CATL, hit hardest by the cuts, likely to up the ante overseas, especially in Europe

Jan. 12, 2022 - 16:01 By Kim Byung-wook
CATL logo (123rf)

As China plans to phase out subsidies for electric vehicles by 30 percent by the end of 2022 and completely eliminate them starting 2023, South Korean battery trio -- LG Energy Solution, Samsung SDI and SK On -- are bracing for potential impact.

According to industry sources Wednesday, China’s U-turn on EV subsidies indicates its confidence about the local EV market‘s ability to survive without state support and its determination to sort out low-quality EV battery manufacturers.

However, the move is expected to trigger unwanted competition for the Korean battery trio overseas, as Chinese battery manufacturers will have to find somewhere else to sell their products to offset the impact of the subsidy cut.
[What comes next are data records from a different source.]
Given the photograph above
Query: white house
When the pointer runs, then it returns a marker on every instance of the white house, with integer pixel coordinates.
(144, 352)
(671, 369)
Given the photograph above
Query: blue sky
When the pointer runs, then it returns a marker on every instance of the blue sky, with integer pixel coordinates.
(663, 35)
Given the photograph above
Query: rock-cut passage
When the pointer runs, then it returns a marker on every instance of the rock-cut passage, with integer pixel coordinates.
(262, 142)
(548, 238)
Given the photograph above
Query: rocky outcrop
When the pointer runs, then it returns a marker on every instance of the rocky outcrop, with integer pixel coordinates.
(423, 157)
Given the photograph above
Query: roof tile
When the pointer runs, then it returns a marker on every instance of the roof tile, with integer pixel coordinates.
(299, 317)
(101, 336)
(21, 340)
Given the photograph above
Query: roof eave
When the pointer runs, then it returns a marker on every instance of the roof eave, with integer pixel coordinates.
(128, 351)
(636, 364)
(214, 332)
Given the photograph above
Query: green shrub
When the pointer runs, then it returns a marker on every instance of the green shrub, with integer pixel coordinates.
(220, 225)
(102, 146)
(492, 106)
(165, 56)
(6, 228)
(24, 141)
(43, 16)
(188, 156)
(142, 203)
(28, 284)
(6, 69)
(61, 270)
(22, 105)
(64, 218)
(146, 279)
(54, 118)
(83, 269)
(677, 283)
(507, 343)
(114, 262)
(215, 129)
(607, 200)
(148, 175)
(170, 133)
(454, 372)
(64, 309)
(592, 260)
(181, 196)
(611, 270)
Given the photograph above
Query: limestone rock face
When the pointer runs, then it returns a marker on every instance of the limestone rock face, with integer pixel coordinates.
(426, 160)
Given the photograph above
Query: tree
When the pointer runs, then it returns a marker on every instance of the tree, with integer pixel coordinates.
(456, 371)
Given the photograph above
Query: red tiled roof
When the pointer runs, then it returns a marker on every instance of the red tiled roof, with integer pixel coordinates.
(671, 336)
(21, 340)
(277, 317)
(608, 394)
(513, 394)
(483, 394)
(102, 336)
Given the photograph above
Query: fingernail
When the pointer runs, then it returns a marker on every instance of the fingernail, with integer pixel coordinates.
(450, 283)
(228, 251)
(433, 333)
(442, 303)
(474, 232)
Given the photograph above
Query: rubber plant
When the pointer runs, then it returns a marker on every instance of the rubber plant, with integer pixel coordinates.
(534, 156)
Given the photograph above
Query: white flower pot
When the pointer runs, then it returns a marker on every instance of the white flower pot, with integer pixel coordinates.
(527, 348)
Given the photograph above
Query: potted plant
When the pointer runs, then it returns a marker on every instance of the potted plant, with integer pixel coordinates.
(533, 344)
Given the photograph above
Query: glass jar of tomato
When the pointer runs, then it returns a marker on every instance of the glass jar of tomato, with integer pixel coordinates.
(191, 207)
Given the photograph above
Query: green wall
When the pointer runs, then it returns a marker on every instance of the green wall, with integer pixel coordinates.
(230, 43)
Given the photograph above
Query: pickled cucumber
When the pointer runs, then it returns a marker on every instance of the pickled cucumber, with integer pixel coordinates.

“In 2023, China’s EV market is set to freeze instantly and CATL, which sells 75 percent of its batteries at home, will suffer a sales shock,” said Yoon Hyuk-jin, an analyst at SK Securities. “Starting this year, Chinese battery makers including CATL will trigger a cutthroat competition to land orders in foreign markets.”

Upon China’s EV subsidy rollback, SK On, which produces almost half of its batteries in the country, welcomed the news.

“When China stops providing subsidies, it will level the playing field and allow us to gain an edge against local battery makers with superior technology,” an SK On official said.

Until now, the Chinese authorities granted subsidies mostly to EVs powered by homemade batteries. EVs mounted with Korean-made batteries were excluded from the subsidy program for most of the time. The discriminatory policy was intended to nurture the growth of domestic battery companies.

China’s removal of EV subsidies will no longer motivate local automakers to opt for locally-made batteries when more advanced Korean ones are available, according to the SK On official.

However, SK On might not want to get its hopes up too high just yet, as China has a track record of frequently overturning its policy.

“China’s EV subsidy program was expected to expire in 2020, but it was extended for an additional two-year period. There’s no guarantee that China won’t do the same in 2023,” an industry official said.

“Also, it would naive to think that China would let Korean battery makers take the initiative on its home ground. Even if it eliminates the EV subsidy program, China will do whatever it takes to keep Korean competitors in check.”

Though Chinese battery makers are gearing up for an aggressive global expansion this year, Korean players have already made preparations to avoid competition by setting up production facilities in the US, a market that is out of reach for Chinese companies.

Samsung SDI in October partnered up with Stellantis to set up a US joint venture to produce EV batteries starting 2025, joining its crosstown rivals LG Energy Solution and SK On to produce EV batteries directly in America. LG Energy Solution and SK On have already formed joint ventures with General Motors and Ford, respectively.

The problem is Europe. As the US market is blocked, Chinese battery makers might target the continent for their expansion, but European carmakers might not be so friendly, experts say.

“Top-tier Chinese EV battery manufacturers such as Guoxuan, EVE and Farasis are already in production in Europe. But other low-tier Chinese EV battery makers can’t offer the level of technology European automakers are looking for. It’s unlikely for Chinese EV battery players to suddenly enter the European market, so Korean battery makers are in safe hands,” said Seo Jung-kyu, general manager at market tracker SNE Research.

Currently, LG Energy Solution has an EV battery plant in Poland, while Samsung SDI and SK On facilities are located in Hungary.